Widely regarded as the greatest composer who ever lived, Ludwig van Beethoven dominates a period of musical history as no one else before or since. Rooted in the Classical traditions of Joseph Haydn and Mozart, his art reaches out to encompass the new spirit of humanism and incipient nationalism expressed in the works of Goethe and Friedrich von Schiller, his elder contemporaries in the world of literature; the stringently redefined moral imperatives of Kant; and the ideals of the French Revolution, with its passionate concern for the freedom and dignity of the individual. He revealed more vividly than any of his predecessors the power of music to convey a philosophy of life without the aid of a spoken text; and in certain of his compositions is to be found the strongest assertion of the human will in all music, if not in all art. Though not himself a Romantic, he became the fountainhead of much that characterized the work of the Romantics who followed him, especially in his ideal of program or illustrative music, which he defined in connection with his Sixth (Pastoral) Symphony as “more an expression of emotion than painting.” In musical form he was a considerable innovator, widening the scope of sonata, symphony, concerto, and quartet, while in the Ninth Symphony he combined the worlds of vocal and instrumental music in a manner never before attempted. His personal life was marked by a heroic struggle against encroaching deafness, and some of his most important works were composed during the last 10 years of his life when he was quite unable to hear. In an age that saw the decline of court and church patronage, he not only maintained himself from the sale and publication of his works but also was the first musician to receive a salary with no duties other than to compose how and when he felt inclined.

Early influences of Ludwig van Beethoven

Like other composers of his generation, Beethoven was subject to the influence of popular music and of folk music, influences particularly strong in the Waldstein ballet music of 1790 and in several of his early songs and unison choruses. Heavy Rhineland dance rhythms can be found in many of his mature compositions; but he could assimilate other local idioms as well—Italian, French, Slavic, and even Celtic. Although never a nationalist or folk composer in the 20th-century sense, he often allowed the unusual contours of folk melody to lead him away from traditional harmonic procedure; moreover, that he resorts to a folklike idiom in setting Schiller’s covertly nationalist text in the Ninth Symphony accords well with nationalist practices of the later 19th century.

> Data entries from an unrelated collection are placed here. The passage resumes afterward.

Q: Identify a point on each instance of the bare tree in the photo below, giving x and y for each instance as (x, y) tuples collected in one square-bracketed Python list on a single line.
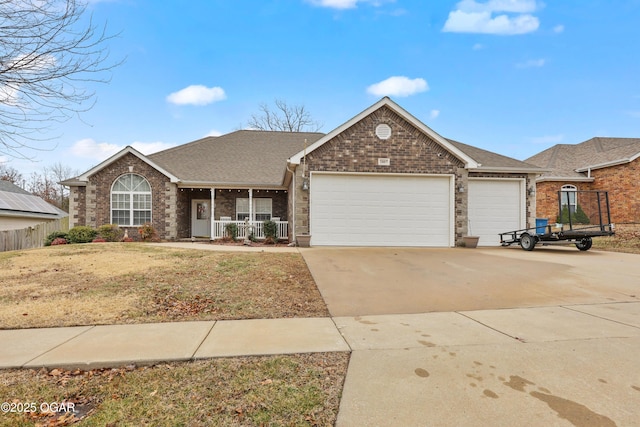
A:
[(59, 173), (48, 50), (284, 117), (11, 174)]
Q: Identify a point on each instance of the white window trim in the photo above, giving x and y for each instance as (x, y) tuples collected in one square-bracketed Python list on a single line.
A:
[(255, 202), (131, 202), (571, 203)]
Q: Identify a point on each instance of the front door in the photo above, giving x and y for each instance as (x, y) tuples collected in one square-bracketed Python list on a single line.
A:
[(201, 218)]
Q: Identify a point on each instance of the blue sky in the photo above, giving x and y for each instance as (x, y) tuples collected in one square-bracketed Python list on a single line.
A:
[(510, 76)]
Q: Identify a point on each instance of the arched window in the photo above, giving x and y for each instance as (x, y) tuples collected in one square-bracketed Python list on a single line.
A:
[(569, 197), (130, 200)]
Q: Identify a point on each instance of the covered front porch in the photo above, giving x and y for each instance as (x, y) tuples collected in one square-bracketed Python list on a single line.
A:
[(209, 212)]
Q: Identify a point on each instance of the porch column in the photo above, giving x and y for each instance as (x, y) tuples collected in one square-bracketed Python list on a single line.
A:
[(213, 211)]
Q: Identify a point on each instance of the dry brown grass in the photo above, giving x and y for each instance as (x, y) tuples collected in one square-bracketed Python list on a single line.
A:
[(134, 283), (248, 391), (626, 239)]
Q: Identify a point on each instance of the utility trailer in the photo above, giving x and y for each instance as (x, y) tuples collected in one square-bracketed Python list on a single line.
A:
[(582, 215)]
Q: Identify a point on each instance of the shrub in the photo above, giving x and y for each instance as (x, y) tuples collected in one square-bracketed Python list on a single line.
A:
[(147, 232), (82, 234), (55, 235), (110, 232), (59, 241), (231, 230)]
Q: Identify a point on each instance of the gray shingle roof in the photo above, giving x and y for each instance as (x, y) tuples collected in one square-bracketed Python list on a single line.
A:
[(244, 157), (563, 160), (12, 188), (491, 160)]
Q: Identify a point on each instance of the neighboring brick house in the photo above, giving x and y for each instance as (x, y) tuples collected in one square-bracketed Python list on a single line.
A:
[(605, 164), (383, 178)]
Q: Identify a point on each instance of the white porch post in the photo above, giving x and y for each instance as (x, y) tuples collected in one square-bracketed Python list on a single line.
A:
[(213, 216)]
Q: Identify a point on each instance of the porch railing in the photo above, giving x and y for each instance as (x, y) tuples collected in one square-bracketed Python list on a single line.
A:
[(219, 229)]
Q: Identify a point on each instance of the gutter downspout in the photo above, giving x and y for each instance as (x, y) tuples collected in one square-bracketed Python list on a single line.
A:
[(293, 204)]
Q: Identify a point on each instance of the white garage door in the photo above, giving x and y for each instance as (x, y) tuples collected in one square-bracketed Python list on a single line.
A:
[(495, 206), (376, 210)]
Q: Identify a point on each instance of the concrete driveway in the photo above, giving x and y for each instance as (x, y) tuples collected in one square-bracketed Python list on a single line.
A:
[(474, 337), (370, 281)]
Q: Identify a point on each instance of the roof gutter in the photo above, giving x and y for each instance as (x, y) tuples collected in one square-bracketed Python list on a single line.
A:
[(230, 185), (500, 169), (564, 179), (608, 164)]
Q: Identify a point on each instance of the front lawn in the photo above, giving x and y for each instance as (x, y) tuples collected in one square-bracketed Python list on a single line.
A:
[(295, 390), (116, 283)]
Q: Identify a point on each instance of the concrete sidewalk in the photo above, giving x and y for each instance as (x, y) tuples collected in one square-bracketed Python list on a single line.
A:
[(557, 365), (89, 347)]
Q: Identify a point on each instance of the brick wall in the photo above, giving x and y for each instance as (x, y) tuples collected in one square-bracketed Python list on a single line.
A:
[(621, 182), (358, 149), (618, 181), (77, 206)]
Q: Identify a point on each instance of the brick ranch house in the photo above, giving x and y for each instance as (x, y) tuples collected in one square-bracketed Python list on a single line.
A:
[(383, 178), (608, 164)]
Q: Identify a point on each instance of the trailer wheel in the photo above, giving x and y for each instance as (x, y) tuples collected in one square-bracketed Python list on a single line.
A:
[(527, 242), (584, 244)]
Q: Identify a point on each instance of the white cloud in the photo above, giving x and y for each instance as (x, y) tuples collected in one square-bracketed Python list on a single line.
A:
[(398, 86), (151, 147), (197, 95), (91, 149), (511, 6), (548, 139), (335, 4), (473, 17), (531, 63), (346, 4)]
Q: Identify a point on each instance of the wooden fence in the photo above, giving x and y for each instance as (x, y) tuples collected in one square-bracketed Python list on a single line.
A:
[(30, 237)]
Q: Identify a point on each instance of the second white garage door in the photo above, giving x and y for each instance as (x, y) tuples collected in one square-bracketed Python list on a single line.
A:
[(495, 206), (381, 210)]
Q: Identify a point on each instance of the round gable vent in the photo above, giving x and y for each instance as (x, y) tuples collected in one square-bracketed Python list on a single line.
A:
[(383, 131)]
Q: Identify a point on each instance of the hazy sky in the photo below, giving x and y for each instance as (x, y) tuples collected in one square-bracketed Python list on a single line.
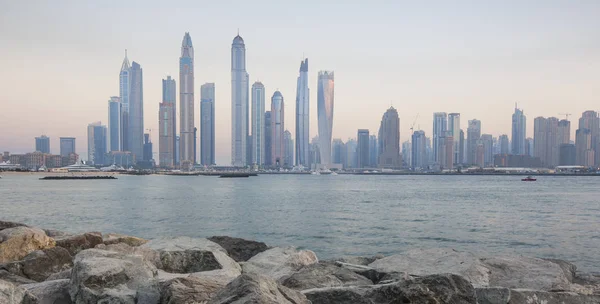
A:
[(60, 60)]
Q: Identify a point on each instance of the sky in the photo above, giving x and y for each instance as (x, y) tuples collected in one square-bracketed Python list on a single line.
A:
[(60, 61)]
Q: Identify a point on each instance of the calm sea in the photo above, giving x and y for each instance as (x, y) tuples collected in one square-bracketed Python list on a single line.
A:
[(557, 217)]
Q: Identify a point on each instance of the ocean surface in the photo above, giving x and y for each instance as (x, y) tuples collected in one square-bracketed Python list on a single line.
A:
[(555, 217)]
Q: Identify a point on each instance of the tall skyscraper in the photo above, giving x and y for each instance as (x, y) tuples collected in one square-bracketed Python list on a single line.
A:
[(207, 124), (186, 100), (325, 101), (363, 148), (42, 144), (440, 128), (277, 129), (96, 143), (302, 115), (389, 140), (239, 102), (114, 123), (136, 112), (124, 91), (258, 123), (454, 131), (473, 137), (67, 146), (519, 124)]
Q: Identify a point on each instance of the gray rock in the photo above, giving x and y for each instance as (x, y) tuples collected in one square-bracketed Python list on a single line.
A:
[(279, 263), (17, 242), (51, 292), (188, 290), (240, 250), (255, 288), (101, 276), (76, 243), (324, 274)]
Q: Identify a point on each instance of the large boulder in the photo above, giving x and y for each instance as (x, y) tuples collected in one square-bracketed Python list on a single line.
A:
[(188, 290), (422, 262), (255, 288), (50, 292), (279, 263), (440, 288), (17, 242), (76, 243), (101, 276), (238, 249), (323, 274), (40, 264)]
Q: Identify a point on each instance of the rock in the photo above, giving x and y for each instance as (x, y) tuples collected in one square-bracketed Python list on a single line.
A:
[(240, 250), (114, 238), (40, 264), (111, 277), (320, 275), (441, 288), (279, 263), (75, 243), (51, 292), (17, 242), (422, 262), (256, 288), (189, 290)]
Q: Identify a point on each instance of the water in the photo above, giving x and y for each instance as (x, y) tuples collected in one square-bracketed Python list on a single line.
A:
[(556, 217)]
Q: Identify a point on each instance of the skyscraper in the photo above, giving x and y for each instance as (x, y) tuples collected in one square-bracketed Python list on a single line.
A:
[(239, 102), (389, 140), (440, 128), (518, 132), (207, 124), (96, 143), (302, 115), (258, 123), (114, 124), (67, 146), (136, 112), (325, 101), (277, 129), (363, 149), (42, 144), (186, 100)]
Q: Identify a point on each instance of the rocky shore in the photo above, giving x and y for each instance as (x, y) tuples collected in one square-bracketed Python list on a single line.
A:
[(54, 267)]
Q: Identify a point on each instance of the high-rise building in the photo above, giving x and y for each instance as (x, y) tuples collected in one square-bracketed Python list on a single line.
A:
[(186, 101), (519, 124), (363, 149), (166, 136), (325, 101), (454, 130), (389, 140), (473, 137), (96, 143), (114, 123), (42, 144), (207, 124), (302, 115), (288, 147), (124, 92), (239, 103), (136, 112), (67, 146), (258, 123), (440, 128), (419, 151), (277, 129)]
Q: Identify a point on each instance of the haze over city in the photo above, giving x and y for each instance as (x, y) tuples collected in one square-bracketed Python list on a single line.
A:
[(60, 61)]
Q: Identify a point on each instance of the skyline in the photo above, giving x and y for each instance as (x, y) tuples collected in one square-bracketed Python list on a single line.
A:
[(555, 79)]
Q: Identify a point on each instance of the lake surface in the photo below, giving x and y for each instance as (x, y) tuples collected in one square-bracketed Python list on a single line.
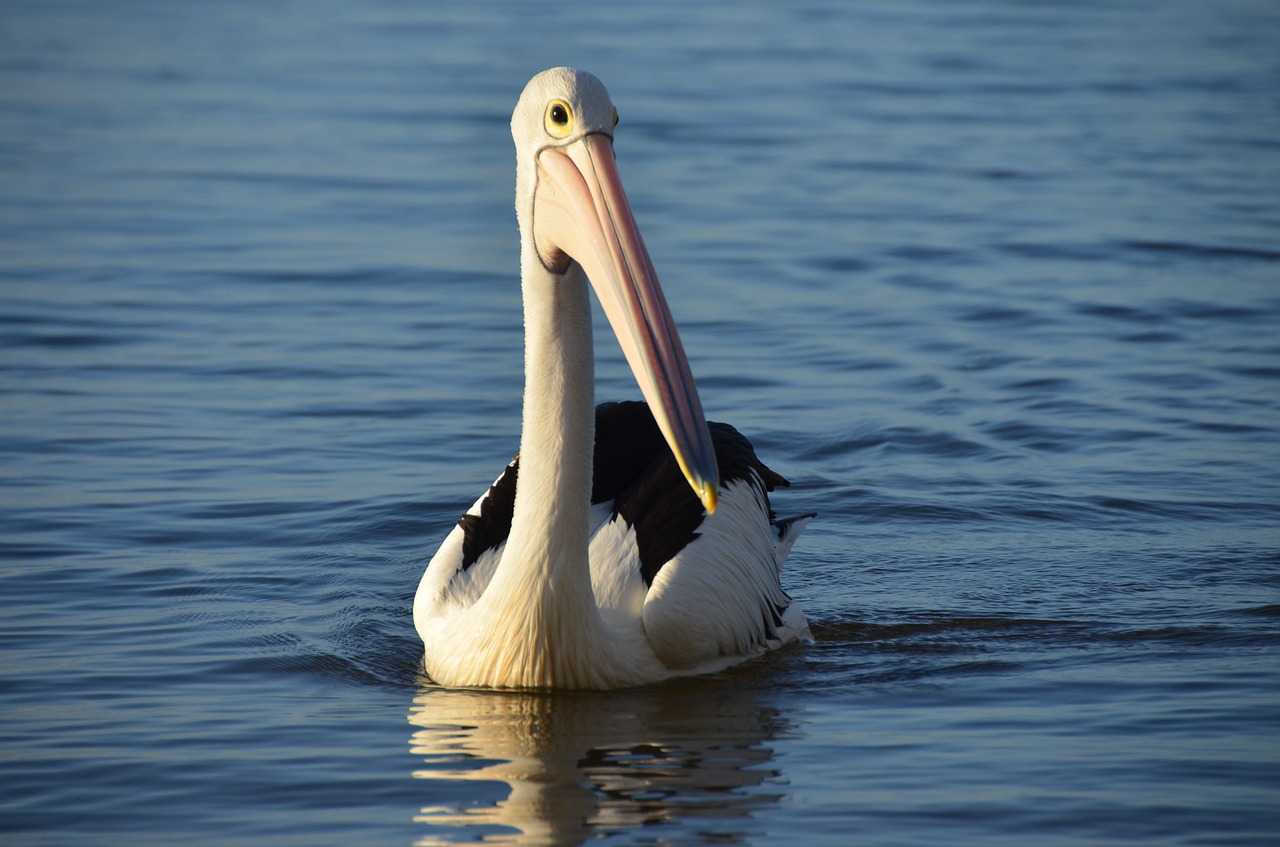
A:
[(995, 284)]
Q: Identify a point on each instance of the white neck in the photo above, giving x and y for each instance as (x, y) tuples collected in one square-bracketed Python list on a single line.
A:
[(553, 494), (544, 627)]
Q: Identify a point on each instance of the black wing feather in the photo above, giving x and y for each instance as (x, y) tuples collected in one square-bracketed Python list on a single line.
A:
[(636, 471)]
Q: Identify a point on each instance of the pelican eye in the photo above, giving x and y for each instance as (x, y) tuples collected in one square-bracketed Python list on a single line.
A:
[(560, 118)]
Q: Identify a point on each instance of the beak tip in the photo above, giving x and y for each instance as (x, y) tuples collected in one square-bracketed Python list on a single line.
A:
[(709, 494)]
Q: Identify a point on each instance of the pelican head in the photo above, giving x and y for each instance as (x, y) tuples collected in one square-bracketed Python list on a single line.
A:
[(572, 211)]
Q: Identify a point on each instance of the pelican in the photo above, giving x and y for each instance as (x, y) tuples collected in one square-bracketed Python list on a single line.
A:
[(629, 543)]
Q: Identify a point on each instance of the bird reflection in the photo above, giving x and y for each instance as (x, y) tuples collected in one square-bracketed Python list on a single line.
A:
[(581, 765)]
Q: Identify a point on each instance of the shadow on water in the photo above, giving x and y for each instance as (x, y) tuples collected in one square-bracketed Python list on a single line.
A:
[(571, 767)]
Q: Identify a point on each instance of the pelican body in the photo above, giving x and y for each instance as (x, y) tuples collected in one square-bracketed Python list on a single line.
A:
[(624, 544)]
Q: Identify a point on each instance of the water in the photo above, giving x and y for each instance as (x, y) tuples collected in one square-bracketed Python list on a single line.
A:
[(996, 285)]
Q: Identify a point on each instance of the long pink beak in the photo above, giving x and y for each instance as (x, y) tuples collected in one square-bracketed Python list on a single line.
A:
[(581, 210)]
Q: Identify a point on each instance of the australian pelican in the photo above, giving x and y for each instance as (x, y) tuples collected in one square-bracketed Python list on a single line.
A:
[(624, 544)]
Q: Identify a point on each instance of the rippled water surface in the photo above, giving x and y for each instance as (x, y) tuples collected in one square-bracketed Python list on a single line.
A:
[(995, 284)]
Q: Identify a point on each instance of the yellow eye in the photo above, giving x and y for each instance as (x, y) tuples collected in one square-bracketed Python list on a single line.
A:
[(560, 119)]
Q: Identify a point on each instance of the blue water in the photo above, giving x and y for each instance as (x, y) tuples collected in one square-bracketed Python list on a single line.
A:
[(995, 284)]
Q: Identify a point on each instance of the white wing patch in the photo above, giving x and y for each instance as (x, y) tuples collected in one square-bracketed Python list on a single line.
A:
[(720, 596)]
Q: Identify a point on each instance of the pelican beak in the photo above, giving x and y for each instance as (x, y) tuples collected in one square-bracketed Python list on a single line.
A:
[(581, 211)]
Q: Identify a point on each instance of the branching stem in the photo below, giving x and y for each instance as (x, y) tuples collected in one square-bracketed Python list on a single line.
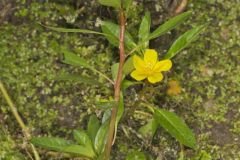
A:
[(117, 86)]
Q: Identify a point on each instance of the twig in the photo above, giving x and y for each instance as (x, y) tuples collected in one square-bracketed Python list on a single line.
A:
[(117, 86), (19, 119)]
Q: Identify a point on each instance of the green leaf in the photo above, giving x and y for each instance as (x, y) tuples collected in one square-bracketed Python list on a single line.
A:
[(73, 59), (101, 137), (144, 30), (175, 126), (93, 126), (111, 3), (128, 66), (78, 78), (136, 155), (149, 129), (106, 115), (79, 150), (183, 41), (169, 25), (113, 29), (51, 143), (82, 138)]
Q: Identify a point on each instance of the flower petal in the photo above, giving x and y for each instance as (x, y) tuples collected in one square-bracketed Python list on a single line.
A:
[(156, 77), (163, 65), (138, 75), (138, 63), (150, 56)]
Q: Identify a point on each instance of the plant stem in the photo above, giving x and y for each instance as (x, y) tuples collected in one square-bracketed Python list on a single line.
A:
[(117, 86), (18, 118), (103, 75)]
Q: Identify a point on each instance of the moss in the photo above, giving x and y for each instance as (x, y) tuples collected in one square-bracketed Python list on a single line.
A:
[(207, 72)]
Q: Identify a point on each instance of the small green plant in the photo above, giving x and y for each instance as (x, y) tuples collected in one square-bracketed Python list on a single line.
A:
[(136, 60)]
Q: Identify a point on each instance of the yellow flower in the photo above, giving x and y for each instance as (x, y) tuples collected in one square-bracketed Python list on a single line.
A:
[(150, 67), (174, 88)]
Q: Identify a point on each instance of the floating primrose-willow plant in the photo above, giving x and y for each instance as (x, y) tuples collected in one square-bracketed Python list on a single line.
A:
[(143, 66)]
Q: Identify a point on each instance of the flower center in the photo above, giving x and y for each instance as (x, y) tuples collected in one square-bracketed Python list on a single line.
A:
[(149, 68)]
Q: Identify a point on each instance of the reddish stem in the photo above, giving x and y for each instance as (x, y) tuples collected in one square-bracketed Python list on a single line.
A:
[(117, 87)]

Reputation and influence of Ludwig van Beethoven

Beethoven’s achievement
Beethoven’s greatest achievement was to raise instrumental music, hitherto considered inferior to vocal, to the highest plane of art. During the 18th century, music, being fundamentally non imitative, was ranked below literature and painting. Its highest manifestations were held to be those in which it served a text—that is, cantata, opera, and oratorio—the sonata and the suite being relegated to a lower sphere. A number of factors combined to bring about a gradual change of outlook: the instrumental prowess of the Mannheim Orchestra, which made possible the development of the symphony; the reaction on the part of writers against pure rationalism in favor of feeling; and the works of Haydn and Mozart. But, above all, it was the example of Beethoven that made possible the late-Romantic dictum of the English essayist and critic Walter Pater: “All arts aspire to the condition of music.”

After Beethoven it was no longer possible to speak of music merely as “the art of pleasing sounds.” His instrumental works combine a forceful intensity of feeling with a hitherto unimagined perfection of design. He carried to a further point of development than his predecessors all the inherited forms of music (with the exception of opera and song), but particularly the symphony and the quartet. In this he was the heir of Haydn rather than of Mozart.